La seconda Camera civile del Tribunale d'appello

 

 

 

composta del giudice:

Fiscalini, presidente

 

vicecancelliera:

Bellotti

 

 

sedente per statuire nella causa - inc. n. SO.2022.372 della Pretura della giurisdizione di Locarno-Campagna - promossa con segnalazione 19 aprile 2022 dall’

 

 

 

AO 1 

 

 

contro

 

 

AP 1 

patrocinata dall’  PA 1 

 

 

 

 

 

chiedente l’adozione delle misure necessarie nei confronti della convenuta, priva di una valida rappresentanza in Svizzera e di un valido domicilio legale;

 

nell’ambito della quale il Pretore aggiunto, con decisione 13 maggio 2022, ha pronunciato lo scioglimento della convenuta, ordinandone la messa in liquidazione secondo le prescrizioni applicabili al fallimento, con seguito di spese (fr. 100.-) a carico della medesima;

 

appellante la convenuta con appello (o subordinatamente reclamo) 27 maggio 2022, con cui ha chiesto di annullare il querelato giudizio, revocare il suo scioglimento, porre tutte le spese di primo e secondo grado a carico dello Stato e Repubblica del Cantone Ticino e assegnarle congrue ripetibili di seconda sede;

 

visto lo scritto 1° giugno 2022 dell’Ufficio del registro di commercio;

 

letti ed esaminati gli atti e i documenti prodotti;

ritenuto e considerato

 

in fatto e in diritto:

 

1.         Costatata una lacuna organizzativa della società AP 1 (doc. A), priva di una persona domiciliata in Svizzera che potesse rappresentarla ai sensi dell’art. 718 cpv. 4 CO e di un valido domicilio legale nel luogo della sua sede (art. 2 lett. b e 117 ORC), l'Ufficio del registro di commercio (qui di seguito: “URC”) l’ha invano diffidata, tramite pubblicazione sul Foglio ufficiale svizzero di commercio (“FUSC”) del 4 marzo 2022 (doc. B) a ripristinare la situazione legale e a notificare le pertinenti iscrizioni entro il termine di 30 giorni, menzionando le prescrizioni determinanti e le conseguenze giuridiche nel caso della loro violazione (art. 939 CO, art. 152 e 152a cpv. 3 lett. a ORC).

 

2.         In assenza di riscontri, con notificazione 19 aprile 2022 l’URC ha deferito il caso al giudice, come previsto dall’art. 939 cpv. 2 CO.

 

3.         Il 21 aprile 2022 il Pretore aggiunto, in applicazione dell’art. 731b cpv. 1bis n. 1 CO, ha assegnato alla convenuta (mediante pubblicazione sul Foglio ufficiale cantonale del 22 aprile 2022) un ultimo termine di 15 giorni per ripristinare la situazione legale e darne tempestiva comunicazione alla Pretura stessa, pena lo scioglimento della società e la sua liquidazione secondo le prescrizioni applicabili al fallimento.

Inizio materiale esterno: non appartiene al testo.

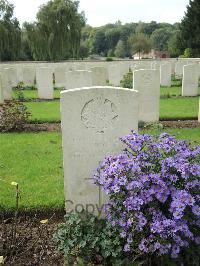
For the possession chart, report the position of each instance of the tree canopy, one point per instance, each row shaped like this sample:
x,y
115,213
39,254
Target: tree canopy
x,y
10,33
56,34
190,29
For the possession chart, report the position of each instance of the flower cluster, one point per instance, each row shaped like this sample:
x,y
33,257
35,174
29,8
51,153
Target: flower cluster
x,y
154,191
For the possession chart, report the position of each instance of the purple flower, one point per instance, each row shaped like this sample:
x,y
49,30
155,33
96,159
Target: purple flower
x,y
154,192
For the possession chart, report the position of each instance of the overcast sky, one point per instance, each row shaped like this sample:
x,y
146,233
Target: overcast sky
x,y
100,12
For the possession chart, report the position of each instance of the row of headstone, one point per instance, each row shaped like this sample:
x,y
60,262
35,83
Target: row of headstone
x,y
72,76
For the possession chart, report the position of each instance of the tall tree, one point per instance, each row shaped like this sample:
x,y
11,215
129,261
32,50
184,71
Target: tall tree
x,y
140,43
57,33
190,28
160,38
10,33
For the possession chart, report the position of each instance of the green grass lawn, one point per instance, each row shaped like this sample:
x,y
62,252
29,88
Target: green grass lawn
x,y
170,108
32,94
172,91
179,108
44,111
34,160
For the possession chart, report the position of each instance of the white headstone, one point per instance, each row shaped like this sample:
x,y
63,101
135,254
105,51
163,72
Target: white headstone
x,y
93,119
99,76
29,76
179,68
155,65
190,80
44,81
77,79
147,83
59,74
7,83
1,91
165,75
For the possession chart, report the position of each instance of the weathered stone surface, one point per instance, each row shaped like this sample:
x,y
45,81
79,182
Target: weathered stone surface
x,y
29,76
165,75
92,121
1,91
147,83
190,80
59,74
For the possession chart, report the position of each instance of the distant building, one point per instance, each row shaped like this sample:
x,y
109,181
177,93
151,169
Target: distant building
x,y
152,55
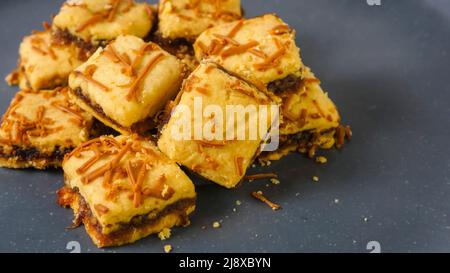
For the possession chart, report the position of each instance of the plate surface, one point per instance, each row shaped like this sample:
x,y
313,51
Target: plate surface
x,y
387,68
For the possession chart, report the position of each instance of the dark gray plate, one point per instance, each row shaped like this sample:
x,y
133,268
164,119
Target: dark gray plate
x,y
387,68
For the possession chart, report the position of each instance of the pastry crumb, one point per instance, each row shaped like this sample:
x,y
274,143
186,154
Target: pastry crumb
x,y
275,181
321,160
259,195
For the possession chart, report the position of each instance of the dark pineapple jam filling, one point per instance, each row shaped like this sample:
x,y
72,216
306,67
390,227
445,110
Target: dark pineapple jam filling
x,y
87,49
31,154
290,83
140,126
174,47
67,197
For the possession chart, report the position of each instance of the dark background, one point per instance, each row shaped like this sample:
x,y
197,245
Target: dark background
x,y
387,68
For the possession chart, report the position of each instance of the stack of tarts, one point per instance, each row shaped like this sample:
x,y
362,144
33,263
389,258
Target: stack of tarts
x,y
121,66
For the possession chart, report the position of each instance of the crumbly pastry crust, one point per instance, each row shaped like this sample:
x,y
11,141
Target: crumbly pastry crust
x,y
126,84
40,127
187,19
261,49
95,21
223,162
44,63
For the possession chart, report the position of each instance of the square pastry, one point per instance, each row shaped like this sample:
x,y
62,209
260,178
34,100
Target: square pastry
x,y
261,50
216,151
187,19
310,119
125,84
44,63
123,189
90,23
40,127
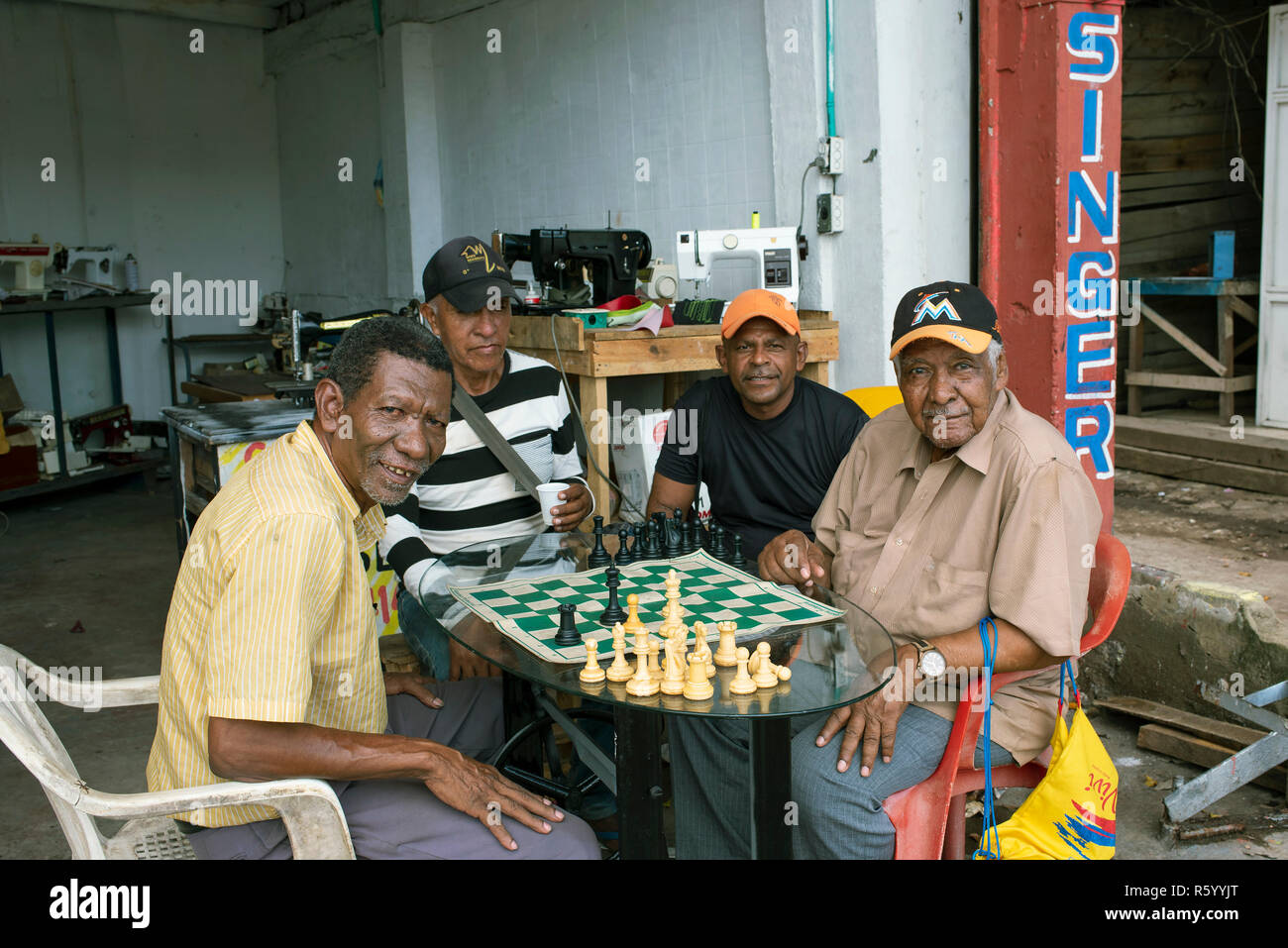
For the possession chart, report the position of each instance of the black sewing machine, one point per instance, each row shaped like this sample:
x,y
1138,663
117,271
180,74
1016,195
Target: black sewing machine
x,y
558,257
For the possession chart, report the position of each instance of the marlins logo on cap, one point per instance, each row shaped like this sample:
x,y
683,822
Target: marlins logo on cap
x,y
934,307
957,313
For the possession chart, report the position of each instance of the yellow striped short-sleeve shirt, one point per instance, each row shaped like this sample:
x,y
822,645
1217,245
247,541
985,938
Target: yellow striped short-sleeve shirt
x,y
270,617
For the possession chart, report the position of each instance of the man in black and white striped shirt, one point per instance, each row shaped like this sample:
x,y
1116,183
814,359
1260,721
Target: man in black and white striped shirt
x,y
468,496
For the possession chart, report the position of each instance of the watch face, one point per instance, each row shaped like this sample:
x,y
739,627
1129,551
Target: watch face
x,y
932,664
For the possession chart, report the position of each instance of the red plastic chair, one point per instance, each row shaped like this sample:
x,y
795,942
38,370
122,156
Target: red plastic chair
x,y
930,818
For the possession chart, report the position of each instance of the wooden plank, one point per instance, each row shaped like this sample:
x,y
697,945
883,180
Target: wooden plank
x,y
1233,734
533,331
1211,441
1196,750
1196,73
1199,469
1173,103
1198,123
1189,217
1180,193
1194,382
1173,179
1189,344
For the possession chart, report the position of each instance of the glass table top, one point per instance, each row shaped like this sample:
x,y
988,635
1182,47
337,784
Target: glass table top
x,y
832,662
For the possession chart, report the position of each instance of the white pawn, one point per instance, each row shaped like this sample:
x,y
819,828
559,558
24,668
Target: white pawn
x,y
619,670
742,682
764,675
702,648
726,653
697,687
591,674
642,685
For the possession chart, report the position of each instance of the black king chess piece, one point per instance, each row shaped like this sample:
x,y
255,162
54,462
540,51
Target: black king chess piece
x,y
623,553
567,634
597,556
737,561
613,613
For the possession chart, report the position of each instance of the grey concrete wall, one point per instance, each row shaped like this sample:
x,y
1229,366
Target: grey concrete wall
x,y
163,153
550,129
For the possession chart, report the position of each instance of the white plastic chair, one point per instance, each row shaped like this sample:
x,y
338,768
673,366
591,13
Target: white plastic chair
x,y
309,809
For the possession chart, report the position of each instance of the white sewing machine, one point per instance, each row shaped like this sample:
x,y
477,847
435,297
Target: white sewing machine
x,y
30,262
99,266
772,250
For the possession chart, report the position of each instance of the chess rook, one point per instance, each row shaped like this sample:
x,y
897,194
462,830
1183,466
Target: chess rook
x,y
613,613
567,634
597,556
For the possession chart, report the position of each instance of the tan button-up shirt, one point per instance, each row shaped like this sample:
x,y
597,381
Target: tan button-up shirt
x,y
270,617
1004,527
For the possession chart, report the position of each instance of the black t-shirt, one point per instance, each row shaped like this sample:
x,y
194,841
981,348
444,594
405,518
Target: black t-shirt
x,y
764,476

4.         Costatata la scadenza infruttuosa del termine, con decisione finale 13 maggio 2022 (pubblicata sul Foglio ufficiale cantonale il 16 maggio 2022) il Pretore aggiunto ha pronunciato lo scioglimento della società e ne ha ordinato la messa in liquidazione secondo le prescrizioni applicabili al fallimento ai sensi dell’art. 731b cpv. 1bis n. 3 CO (dispositivi n. 1 e 2), ponendo a suo carico le spese giudiziarie di complessivi fr. 100.- (dispositivo n. 3).

5.         Con appello 27 maggio 2022 la convenuta ha chiesto di annullare tale decisione, di revocare conseguentemente il suo scioglimento, di porre tutte le spese di primo e secondo grado a carico dello Stato e Repubblica del Cantone Ticino e di assegnarle congrue ripetibili di seconda sede. In via subordinata, essa solleva reclamo conformemente all’indicazione data dal primo giudice in calce alla decisione impugnata, con identiche conclusioni e richieste di giudizio.

 

6.         In presenza di una decisione finale in una controversia dal valore litigioso pacificamente superiore a fr. 10'000.- (in concreto corrispondente a fr. 100'000.-, v. consid. 12), l’appello costituisce il rimedio giuridico corretto (art. 308 CPC). Nel caso concreto il gravame, tempestivamente inoltrato nell’ambito di una procedura sommaria entro il termine di 10 giorni dalla notifica della decisione impugnata (corrispondente al giorno della pubblicazione, cfr. art. 141 cpv. 2 CPC), è pure tempestivo (art. 250 lett. c n. 6 e 314 cpv. 1 CPC). Nulla osta pertanto alla trattazione del medesimo.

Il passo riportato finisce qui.